Joshua Pierce (piano); Slovak State Chamber Orchestra of Zilina; Slovak Radio Symphony Orchestra/Kirk Trevor (MSR Classics)

Our rating 
3.0 out of 5 star rating 3.0

Britten • Finzi • Milhaud • R Strauss
Britten: Young Apollo; Finzi: Eclogue; Milhaud: Le Carnaval d’Aix; Strauss: The Bourgeois Gentleman – Suite
Joshua Pierce (piano); Slovak State Chamber Orchestra of Zilina; Slovak Radio Symphony Orchestra/Kirk Trevor
MSR Classics MS1756   69:11 mins


The raison d’être for this slightly miscellaneous-seeming choice of works is that the piano plays a prominent but not quite concerto-like role in all of them. In Young Apollo, Britten’s brief, bright paean to the tonic chord of A major, its function is to add florid arpeggios and to define bouncy rhythms; in Milhaud’s jolly Le Carnaval d’Aix – 12 very short movements on traditional tunes and dances – the piano is more integrated into his typically chunky orchestration. Gerald Finzi’s Eclogue – all that remains of a projected piano concerto – is cast rather as a calm, and not-so calm dialogue between piano and strings, whereas in Strauss’s neo-baroque confection drawn from his incidental music for Molière’s comedy, Le bourgeois gentilhomme, the piano only features in five of the nine movements, sometimes in brief solos, sometimes in a more continuo-like way.

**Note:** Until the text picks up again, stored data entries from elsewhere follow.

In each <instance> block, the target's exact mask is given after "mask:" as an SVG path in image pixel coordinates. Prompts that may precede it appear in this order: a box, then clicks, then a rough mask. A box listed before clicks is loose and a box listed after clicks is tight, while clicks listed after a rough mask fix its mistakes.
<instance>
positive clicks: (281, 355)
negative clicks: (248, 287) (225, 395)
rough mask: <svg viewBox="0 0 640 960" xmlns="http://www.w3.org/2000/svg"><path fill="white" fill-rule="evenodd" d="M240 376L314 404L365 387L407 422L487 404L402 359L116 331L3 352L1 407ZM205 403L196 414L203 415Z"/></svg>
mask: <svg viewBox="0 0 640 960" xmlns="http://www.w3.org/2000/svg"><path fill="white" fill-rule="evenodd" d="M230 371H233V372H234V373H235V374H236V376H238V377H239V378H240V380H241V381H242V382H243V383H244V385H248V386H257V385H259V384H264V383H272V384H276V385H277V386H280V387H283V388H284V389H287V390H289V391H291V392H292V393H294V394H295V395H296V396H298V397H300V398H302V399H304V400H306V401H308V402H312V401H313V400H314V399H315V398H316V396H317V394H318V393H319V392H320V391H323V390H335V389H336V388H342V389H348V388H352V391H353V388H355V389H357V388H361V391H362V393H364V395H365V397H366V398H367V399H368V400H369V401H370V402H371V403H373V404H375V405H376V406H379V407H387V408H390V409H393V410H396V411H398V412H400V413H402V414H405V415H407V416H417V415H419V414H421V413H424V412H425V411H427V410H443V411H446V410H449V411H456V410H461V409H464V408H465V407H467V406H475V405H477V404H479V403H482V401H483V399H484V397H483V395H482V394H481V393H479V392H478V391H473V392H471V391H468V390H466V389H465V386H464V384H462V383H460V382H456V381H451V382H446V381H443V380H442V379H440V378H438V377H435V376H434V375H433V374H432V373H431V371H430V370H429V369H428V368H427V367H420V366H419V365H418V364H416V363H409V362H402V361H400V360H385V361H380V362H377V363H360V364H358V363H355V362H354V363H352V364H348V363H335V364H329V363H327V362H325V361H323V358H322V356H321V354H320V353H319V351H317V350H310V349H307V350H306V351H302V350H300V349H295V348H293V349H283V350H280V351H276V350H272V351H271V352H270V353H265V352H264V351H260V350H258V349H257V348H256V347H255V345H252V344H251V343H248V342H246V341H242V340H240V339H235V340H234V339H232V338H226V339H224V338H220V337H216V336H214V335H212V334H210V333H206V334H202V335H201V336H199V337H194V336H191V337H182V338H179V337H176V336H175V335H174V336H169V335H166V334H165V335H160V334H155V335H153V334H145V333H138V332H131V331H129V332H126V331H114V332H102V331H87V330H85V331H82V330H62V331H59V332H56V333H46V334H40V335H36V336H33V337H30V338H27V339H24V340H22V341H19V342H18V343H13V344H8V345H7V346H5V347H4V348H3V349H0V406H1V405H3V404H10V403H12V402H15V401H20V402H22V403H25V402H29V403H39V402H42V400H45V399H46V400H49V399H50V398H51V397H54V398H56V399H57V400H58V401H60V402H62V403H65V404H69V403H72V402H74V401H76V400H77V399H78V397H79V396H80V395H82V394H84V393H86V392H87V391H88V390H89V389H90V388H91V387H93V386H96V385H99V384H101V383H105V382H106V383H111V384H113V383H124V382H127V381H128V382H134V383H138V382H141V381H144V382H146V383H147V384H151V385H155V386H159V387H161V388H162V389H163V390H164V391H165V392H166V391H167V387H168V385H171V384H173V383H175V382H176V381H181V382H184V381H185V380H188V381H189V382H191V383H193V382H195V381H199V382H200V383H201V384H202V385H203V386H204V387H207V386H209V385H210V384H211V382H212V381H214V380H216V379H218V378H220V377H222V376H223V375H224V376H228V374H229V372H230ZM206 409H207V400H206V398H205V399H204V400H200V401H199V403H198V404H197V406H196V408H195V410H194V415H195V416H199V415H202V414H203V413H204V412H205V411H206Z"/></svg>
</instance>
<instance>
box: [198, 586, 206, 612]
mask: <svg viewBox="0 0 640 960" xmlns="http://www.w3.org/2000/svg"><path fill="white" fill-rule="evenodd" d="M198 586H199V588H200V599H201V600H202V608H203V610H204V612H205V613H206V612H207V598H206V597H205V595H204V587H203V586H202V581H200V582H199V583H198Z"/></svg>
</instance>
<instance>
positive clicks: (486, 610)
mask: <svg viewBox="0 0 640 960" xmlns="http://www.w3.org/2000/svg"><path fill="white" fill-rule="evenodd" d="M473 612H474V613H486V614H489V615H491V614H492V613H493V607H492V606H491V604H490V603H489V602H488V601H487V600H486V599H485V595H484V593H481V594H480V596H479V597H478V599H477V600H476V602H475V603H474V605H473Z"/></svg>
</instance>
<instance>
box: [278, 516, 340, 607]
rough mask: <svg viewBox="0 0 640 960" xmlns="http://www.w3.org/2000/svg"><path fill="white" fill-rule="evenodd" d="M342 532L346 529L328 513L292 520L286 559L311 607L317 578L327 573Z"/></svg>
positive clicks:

The Britten goes well enough with flamboyant roulades from the US pianist Joshua Pierce and incisive playing from the Slovak State Chamber Orchestra of Zilina, while the American conductor Kirk Trevor secures an appropriately brash energy in the Milhaud – it is not very subtle music. In the Finzi Eclogue, Pierce is more forward-moving in the opening solo than one usually hears, and the reading, with the strings of the State Radio Symphony Orchestra of Bratislava, leans towards intensity rather than repose. And, despite some nicely turned orchestral solos, the Strauss suite is a little disappointing, lacking the wit and sweetness of the best performances, and not helped by a slightly edgy and less than ideally balanced recording. Altogether a mixed bag.